La Ville de Trois-Rivières a-t-elle vendu le terrain aux promoteurs du District 55 à la juste valeur marchande?

District 55: le terrain vendu au rabais?

Trois-Rivières — Le terrain de 1,6 million de pieds carrés appartenant à la Ville de Trois-Rivières qui avait été vendu au promoteur Complexe 3R en juin 2013 pour le développement du District 55 a-t-il été vendu au promoteur à sa juste valeur marchande? Non, avance la vérificatrice générale de la Ville de Trois-Rivières, Andrée Cossette, qui vient d’ajouter de nouveaux éléments à son rapport annuel 2016 à l’intérieur d’un addenda, dont Le Nouvelliste a obtenu copie. Une analyse vertement contredite par le service d’évaluation de la Ville de Trois-Rivières.

Selon Mme Cossette, «compte tenu de la valeur marchande probable résultant de l’analyse de l’expert que j’ai mandaté, il apparaît raisonnable de conclure que la Ville n’a pas cédé un de ses actifs à sa juste valeur marchande», conclut-elle dans ce document qui sera ajouté à son rapport, rendu public en septembre dernier. L’écart entre le prix payé et la valeur marchande estimée pourrait être de près de 50 %, selon elle.

Dans ce rapport, la vérificatrice avait soulevé des questionnements quant à la valeur marchande de ce terrain, vendu le 14 juin 2013 à Complexe 3R pour la somme de 2 M$, soit un prix moyen de 1,23 $ par pied carré.

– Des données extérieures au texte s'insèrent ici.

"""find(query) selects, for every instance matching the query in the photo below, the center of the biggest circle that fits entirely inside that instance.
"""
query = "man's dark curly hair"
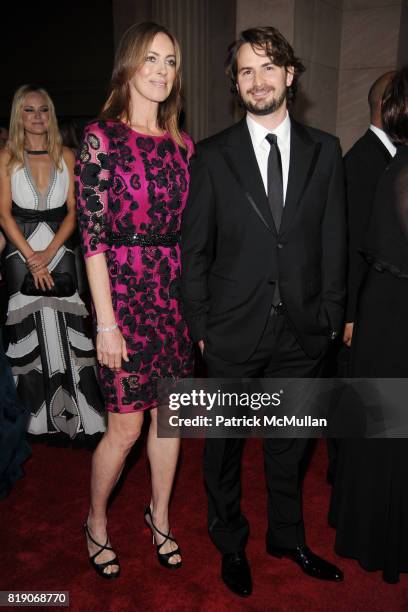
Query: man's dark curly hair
(394, 107)
(271, 41)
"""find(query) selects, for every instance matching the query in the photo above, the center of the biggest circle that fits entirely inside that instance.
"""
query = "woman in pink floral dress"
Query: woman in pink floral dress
(132, 181)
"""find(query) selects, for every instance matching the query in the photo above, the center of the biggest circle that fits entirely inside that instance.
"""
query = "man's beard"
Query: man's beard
(268, 108)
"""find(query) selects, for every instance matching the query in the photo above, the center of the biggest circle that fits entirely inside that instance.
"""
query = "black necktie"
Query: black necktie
(275, 181)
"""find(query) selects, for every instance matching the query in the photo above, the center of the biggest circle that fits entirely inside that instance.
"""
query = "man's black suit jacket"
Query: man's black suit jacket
(363, 165)
(232, 255)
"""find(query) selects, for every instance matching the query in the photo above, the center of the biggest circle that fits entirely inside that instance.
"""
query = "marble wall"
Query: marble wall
(344, 44)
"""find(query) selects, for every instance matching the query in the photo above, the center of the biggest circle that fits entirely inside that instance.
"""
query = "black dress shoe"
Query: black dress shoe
(236, 574)
(310, 563)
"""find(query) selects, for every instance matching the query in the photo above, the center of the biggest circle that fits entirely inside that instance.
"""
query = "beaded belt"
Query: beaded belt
(152, 239)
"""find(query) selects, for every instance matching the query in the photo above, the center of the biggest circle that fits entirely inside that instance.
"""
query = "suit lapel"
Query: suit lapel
(240, 157)
(304, 153)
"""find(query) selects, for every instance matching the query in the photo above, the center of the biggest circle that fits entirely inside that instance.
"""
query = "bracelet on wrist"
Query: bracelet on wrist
(106, 329)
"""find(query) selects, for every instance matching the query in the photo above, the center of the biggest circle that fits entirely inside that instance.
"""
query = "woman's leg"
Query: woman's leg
(163, 455)
(107, 464)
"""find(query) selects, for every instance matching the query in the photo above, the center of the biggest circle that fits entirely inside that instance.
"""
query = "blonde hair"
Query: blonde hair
(130, 55)
(15, 144)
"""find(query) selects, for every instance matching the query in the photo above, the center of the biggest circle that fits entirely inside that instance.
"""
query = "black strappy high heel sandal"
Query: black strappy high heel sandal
(99, 567)
(164, 558)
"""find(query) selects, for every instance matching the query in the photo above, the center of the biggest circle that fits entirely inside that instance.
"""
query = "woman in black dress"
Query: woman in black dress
(369, 506)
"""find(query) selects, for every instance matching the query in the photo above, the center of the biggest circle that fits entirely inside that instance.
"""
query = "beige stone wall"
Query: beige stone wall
(369, 47)
(277, 13)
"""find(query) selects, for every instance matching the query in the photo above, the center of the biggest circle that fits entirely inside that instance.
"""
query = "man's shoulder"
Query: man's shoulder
(361, 145)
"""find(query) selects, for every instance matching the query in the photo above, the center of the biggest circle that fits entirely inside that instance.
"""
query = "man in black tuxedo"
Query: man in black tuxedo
(363, 166)
(263, 259)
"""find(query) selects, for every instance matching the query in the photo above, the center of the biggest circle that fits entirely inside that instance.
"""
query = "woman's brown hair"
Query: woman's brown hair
(130, 55)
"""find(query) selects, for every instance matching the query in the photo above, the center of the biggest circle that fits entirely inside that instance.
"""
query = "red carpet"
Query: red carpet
(42, 545)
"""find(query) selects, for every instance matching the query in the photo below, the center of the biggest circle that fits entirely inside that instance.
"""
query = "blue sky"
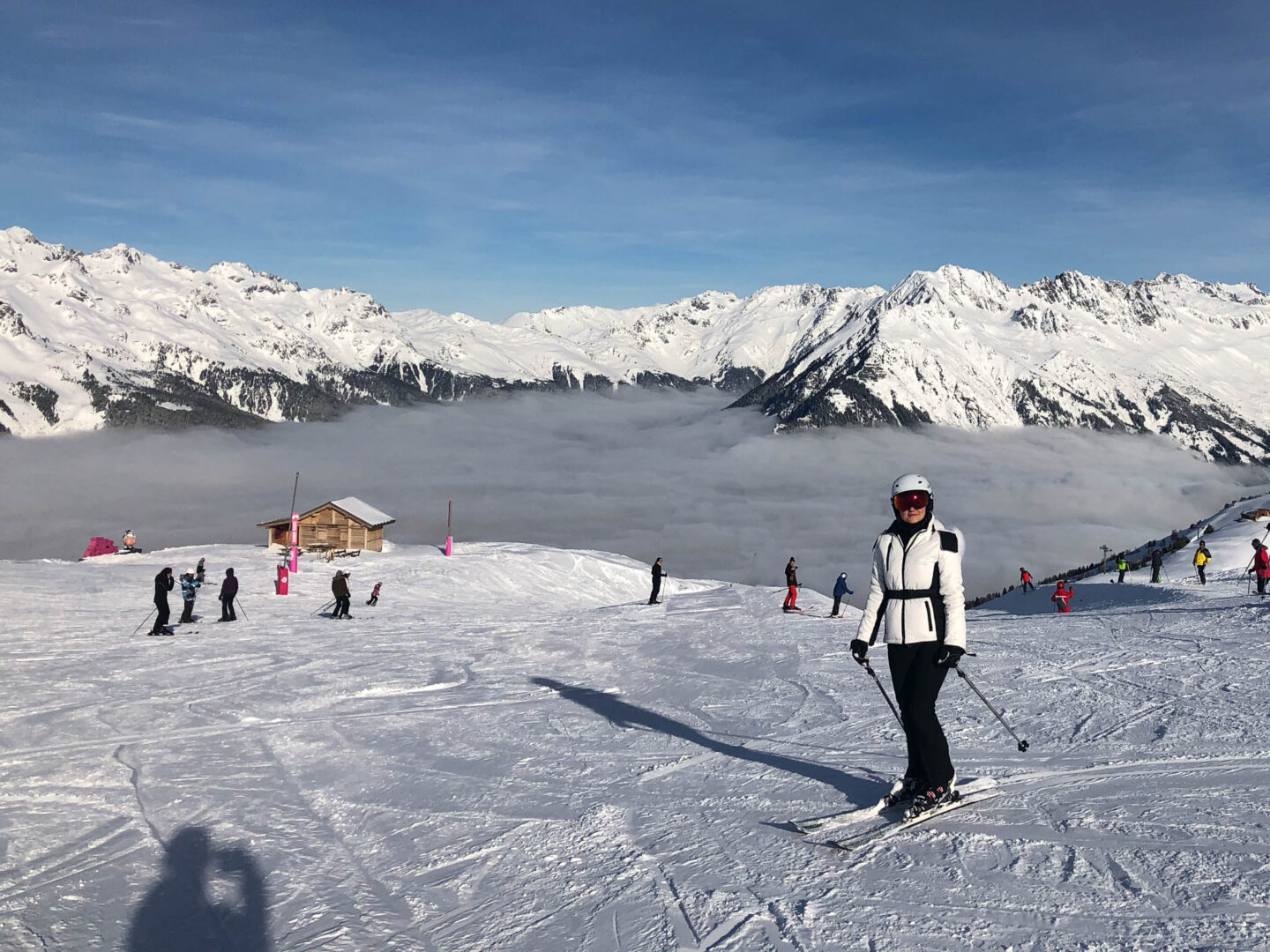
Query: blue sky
(502, 156)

À la suite de la publication du rapport en septembre dernier, le conseil municipal avait requis des précisions additionnelles concernant les questionnements soulevés par Mme Cossette, qui avait notamment conclu que certains terrains échangés avec le promoteur n’auraient pas fait l’objet d’une évaluation préalable à la vente, ce qui a été contredit par l’administration municipale.

En octobre dernier, la Ville a remis à la vérificatrice générale un document daté du 14 juin 2013, date de la transaction du terrain, signé par une évaluatrice du service de l’évaluation. L’analyse établissait la valeur du lot à 2 032 000 $, en s’appuyant sur une vente de juin 2011 à laquelle elle applique une indexation pour établir une valeur projetée à 2013.

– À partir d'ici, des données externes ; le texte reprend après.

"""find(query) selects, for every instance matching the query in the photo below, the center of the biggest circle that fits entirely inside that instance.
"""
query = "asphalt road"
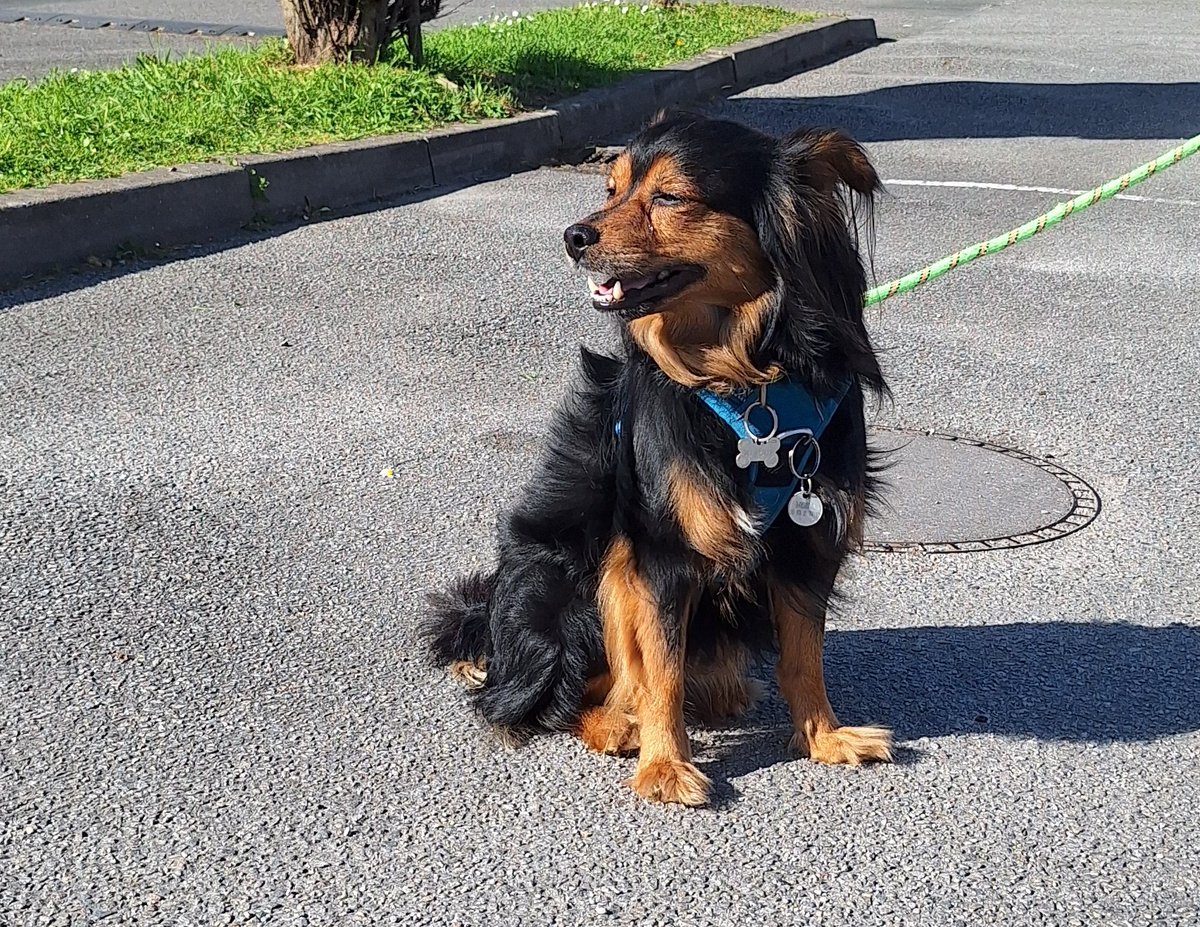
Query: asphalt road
(214, 710)
(33, 51)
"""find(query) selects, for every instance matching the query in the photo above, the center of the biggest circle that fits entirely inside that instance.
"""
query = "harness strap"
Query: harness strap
(797, 408)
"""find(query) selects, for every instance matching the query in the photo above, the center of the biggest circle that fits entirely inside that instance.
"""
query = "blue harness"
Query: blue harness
(798, 412)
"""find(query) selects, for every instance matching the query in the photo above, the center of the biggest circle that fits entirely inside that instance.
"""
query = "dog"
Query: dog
(640, 572)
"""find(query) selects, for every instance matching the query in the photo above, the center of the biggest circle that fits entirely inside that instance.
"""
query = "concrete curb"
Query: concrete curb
(59, 226)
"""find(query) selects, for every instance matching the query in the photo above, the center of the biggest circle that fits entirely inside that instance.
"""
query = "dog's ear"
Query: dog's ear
(832, 157)
(820, 187)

De plus, le service de l’évaluation indiquait à la vérificatrice que son rapport n’avait pas considéré les servitudes affectant la propriété, réitérant du même coup le bien-fondé de la valeur marchande établie en juin 2013. 

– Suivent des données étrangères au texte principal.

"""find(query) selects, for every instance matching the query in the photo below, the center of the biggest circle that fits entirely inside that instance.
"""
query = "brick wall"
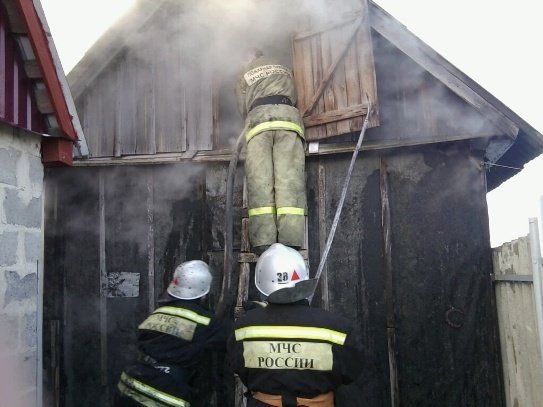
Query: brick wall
(21, 258)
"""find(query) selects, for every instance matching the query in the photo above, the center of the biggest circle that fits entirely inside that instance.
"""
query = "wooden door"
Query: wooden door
(335, 72)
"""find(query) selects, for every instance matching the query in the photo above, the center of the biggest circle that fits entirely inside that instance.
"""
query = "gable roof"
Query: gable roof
(511, 157)
(521, 143)
(42, 66)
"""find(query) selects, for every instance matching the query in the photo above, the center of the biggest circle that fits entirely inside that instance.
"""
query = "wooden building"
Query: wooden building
(411, 262)
(39, 127)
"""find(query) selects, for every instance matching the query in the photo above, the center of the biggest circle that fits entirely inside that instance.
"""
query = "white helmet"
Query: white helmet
(191, 280)
(282, 276)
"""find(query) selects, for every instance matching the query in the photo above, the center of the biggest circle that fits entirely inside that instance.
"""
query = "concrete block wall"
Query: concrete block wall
(21, 271)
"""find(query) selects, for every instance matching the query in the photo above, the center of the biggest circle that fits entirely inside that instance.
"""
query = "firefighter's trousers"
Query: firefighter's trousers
(275, 172)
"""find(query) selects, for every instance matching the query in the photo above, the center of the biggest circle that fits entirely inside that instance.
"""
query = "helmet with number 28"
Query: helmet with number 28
(282, 275)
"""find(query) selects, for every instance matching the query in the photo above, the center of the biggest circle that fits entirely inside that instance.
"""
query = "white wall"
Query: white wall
(21, 271)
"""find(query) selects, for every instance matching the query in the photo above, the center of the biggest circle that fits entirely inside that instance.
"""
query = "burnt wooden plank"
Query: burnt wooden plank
(353, 88)
(442, 270)
(316, 62)
(329, 99)
(128, 113)
(327, 76)
(331, 116)
(343, 36)
(355, 263)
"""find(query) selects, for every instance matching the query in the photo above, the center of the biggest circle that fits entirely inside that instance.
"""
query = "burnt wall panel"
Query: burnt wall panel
(447, 346)
(354, 264)
(126, 218)
(158, 216)
(77, 265)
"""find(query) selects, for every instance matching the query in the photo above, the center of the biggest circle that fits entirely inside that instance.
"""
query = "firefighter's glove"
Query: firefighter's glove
(249, 305)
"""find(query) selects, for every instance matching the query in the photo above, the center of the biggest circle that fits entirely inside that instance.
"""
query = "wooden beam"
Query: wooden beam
(336, 115)
(328, 75)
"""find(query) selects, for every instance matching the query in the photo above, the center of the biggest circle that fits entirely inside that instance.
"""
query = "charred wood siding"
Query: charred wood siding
(415, 108)
(440, 294)
(154, 97)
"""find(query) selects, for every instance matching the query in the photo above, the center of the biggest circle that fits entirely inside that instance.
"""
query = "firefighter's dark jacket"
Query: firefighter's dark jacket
(186, 344)
(294, 349)
(172, 341)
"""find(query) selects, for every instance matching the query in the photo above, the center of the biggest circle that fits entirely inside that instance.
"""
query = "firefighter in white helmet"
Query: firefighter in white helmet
(287, 353)
(172, 341)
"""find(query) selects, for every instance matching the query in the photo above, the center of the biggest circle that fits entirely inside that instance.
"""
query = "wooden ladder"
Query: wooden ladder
(245, 258)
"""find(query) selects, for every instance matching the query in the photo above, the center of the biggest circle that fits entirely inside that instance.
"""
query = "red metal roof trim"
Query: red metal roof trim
(40, 45)
(17, 106)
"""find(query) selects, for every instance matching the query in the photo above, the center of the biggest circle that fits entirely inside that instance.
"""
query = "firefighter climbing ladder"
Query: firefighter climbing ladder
(245, 259)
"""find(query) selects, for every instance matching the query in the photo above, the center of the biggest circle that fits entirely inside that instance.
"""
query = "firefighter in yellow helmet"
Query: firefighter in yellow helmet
(287, 353)
(172, 341)
(275, 154)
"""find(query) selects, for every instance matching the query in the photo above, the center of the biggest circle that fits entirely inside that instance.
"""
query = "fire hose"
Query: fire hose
(224, 300)
(333, 228)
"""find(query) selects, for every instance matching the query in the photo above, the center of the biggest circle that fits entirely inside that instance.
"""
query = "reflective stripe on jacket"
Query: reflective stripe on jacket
(294, 349)
(148, 395)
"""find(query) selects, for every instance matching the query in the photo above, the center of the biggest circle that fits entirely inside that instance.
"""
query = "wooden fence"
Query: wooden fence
(519, 337)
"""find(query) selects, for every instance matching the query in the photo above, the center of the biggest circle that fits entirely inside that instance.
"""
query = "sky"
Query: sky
(495, 42)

Après analyse de ces documents, Mme Cossette a retenu les services de consultants externes pour analyser les conclusions et commentaires du service d’évaluation. La firme Price Waterhouse Coopers a conclu que la véritable valeur marchande du terrain vendu à Complexe 3R était de 3 275 000 %, soit 1 275 000 $ de plus que le prix obtenu.

«Je note qu’il s’agit d’un prix unitaire moyen de 1,99 $ le pied carré. Comparativement au prix de vente, il s’agit d’un écart de près de 50 %», ajoute Andrée Cossette.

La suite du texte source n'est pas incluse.